Thursday Comics Hangover: Check this one out

There is no better way to kill time in Georgetown than the Fantagraphics Bookstore and Gallery. I could lose an hour or more in the half-off damaged room in the back of the store alone, with its weird mixture of old promotional comics, dented-up copies of new Fantagraphics books and weird old foreign language editions of popular books.

But the best browsing at Fantagraphics is the minicomics, which have spread from a display at the front of the store to a few racks around the space. Local and national talent blur together on the minicomics shelves, and new books and used books all look the same.

I picked up a copy of Katie Fricas's minicomic Checked Out: L'autobiographie d'une Bibliophile. It's listed as issue number one, though there's no sign on the shelves if Fricas ever published a second issue — or even when she first published Checked Out. There's a "2018" spelled out on the back page, so maybe it came out somewhere in that yearlong window? Who can say?

Still, if you're spending time on a site called the Seattle Review of Books, odds are good you'd enjoy Checked Out. The book is split into two main stories with a few gag strips, all having something to do — at least peripherally — with libraries. The first story is about Fricas's childhood love affair with Lois Lowry's young adult novel A Summer to Die, which she encountered at the library.

In Checked Out, Fricas uses watercolors to great effect: the colors all bleed into each other, simulating the fading effect of memory and the vividness of youth. There's a kind of unsettling paranoia to the way the colors saturate every inch of every page, disrespecting panel borders and turning each page into a closeup of Fricas's psyche.

"I remember being little and looking out the windows of the children's library," Fricas writes, "wondering why the books out there were classified as 'adult.' What could possibly be in them that was different from all the other books I could read? Did they use different kind of words?"

She concludes, "I still don't know the answer to this question."

In Checked Out's second story, an adult Fricas, now a library worker herself, tracks an older patron's descent into infirmity and death through her visits to the library. The older woman, a glamorous lady named Mrs Hirsch, has difficulty taking the stairs. Then she sends her doorman to pick up her books. Then, nothing.

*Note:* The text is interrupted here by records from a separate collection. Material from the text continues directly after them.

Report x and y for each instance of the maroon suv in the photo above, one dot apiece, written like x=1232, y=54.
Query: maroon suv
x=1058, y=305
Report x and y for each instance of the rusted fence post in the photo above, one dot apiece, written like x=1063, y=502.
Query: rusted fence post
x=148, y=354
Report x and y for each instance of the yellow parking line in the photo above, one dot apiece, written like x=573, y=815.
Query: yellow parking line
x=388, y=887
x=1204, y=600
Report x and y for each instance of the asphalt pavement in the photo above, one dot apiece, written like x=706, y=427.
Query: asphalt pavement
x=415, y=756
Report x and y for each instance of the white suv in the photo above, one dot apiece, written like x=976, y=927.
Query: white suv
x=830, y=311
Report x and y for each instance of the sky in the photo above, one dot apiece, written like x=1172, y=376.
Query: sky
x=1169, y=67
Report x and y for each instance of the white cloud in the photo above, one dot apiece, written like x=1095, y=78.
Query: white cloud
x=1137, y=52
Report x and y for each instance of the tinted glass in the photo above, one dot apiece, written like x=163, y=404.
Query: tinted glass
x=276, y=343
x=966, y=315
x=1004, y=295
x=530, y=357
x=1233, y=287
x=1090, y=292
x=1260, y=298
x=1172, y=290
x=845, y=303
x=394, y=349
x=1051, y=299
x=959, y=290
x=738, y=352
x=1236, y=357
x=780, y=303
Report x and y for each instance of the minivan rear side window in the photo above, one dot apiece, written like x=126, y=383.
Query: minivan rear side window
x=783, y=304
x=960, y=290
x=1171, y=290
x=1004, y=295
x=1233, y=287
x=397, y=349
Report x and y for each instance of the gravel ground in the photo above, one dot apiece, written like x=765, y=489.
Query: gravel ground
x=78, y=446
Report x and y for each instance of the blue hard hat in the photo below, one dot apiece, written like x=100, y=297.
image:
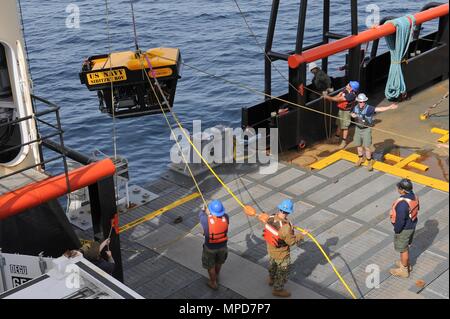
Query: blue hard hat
x=286, y=206
x=354, y=85
x=216, y=208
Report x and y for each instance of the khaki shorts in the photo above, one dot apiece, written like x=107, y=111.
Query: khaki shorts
x=212, y=257
x=363, y=137
x=344, y=120
x=403, y=240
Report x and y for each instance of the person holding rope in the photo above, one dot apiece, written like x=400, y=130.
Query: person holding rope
x=215, y=224
x=403, y=217
x=279, y=235
x=363, y=114
x=345, y=102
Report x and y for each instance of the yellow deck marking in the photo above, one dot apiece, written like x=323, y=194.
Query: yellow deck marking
x=408, y=161
x=158, y=212
x=445, y=136
x=383, y=167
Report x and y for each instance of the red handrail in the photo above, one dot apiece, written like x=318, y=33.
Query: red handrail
x=349, y=42
x=43, y=191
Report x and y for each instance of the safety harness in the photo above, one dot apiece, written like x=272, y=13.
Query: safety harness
x=347, y=105
x=413, y=204
x=217, y=229
x=271, y=232
x=362, y=120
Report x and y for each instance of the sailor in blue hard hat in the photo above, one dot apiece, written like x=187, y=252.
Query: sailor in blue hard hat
x=215, y=224
x=363, y=116
x=286, y=206
x=279, y=236
x=345, y=101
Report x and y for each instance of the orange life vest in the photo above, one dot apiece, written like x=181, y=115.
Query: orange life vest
x=346, y=105
x=217, y=229
x=270, y=232
x=413, y=204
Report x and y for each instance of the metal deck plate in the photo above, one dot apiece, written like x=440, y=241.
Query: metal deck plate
x=344, y=207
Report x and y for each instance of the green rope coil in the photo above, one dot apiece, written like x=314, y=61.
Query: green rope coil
x=398, y=45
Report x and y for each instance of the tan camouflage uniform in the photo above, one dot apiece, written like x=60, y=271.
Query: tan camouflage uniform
x=280, y=258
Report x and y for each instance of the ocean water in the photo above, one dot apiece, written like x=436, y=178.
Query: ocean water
x=211, y=35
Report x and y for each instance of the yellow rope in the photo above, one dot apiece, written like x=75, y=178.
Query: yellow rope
x=328, y=259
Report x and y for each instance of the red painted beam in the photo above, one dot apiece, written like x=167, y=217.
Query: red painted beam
x=349, y=42
x=43, y=191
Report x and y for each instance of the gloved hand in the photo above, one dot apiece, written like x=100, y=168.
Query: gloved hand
x=263, y=217
x=249, y=211
x=299, y=237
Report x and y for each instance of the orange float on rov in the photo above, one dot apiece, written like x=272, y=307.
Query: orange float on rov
x=349, y=42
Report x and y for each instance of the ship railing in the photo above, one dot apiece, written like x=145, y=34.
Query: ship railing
x=42, y=121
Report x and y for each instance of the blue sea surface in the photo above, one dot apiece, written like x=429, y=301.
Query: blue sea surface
x=211, y=35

That Fricas manages to pack vignettes that stretch from childhood to to death from old age into a single six-dollar minicomic is a feat worth celebrating. But that she's able to do it with a bold and gaudy watercolor style that is at once unsettling and stunning is practically unbelievable. This is a beautiful, thoughtful, vivid memoir told in books. In other words, it's exactly the kind of find that makes an afternoon spent browsing feel wholly worth it, and then some.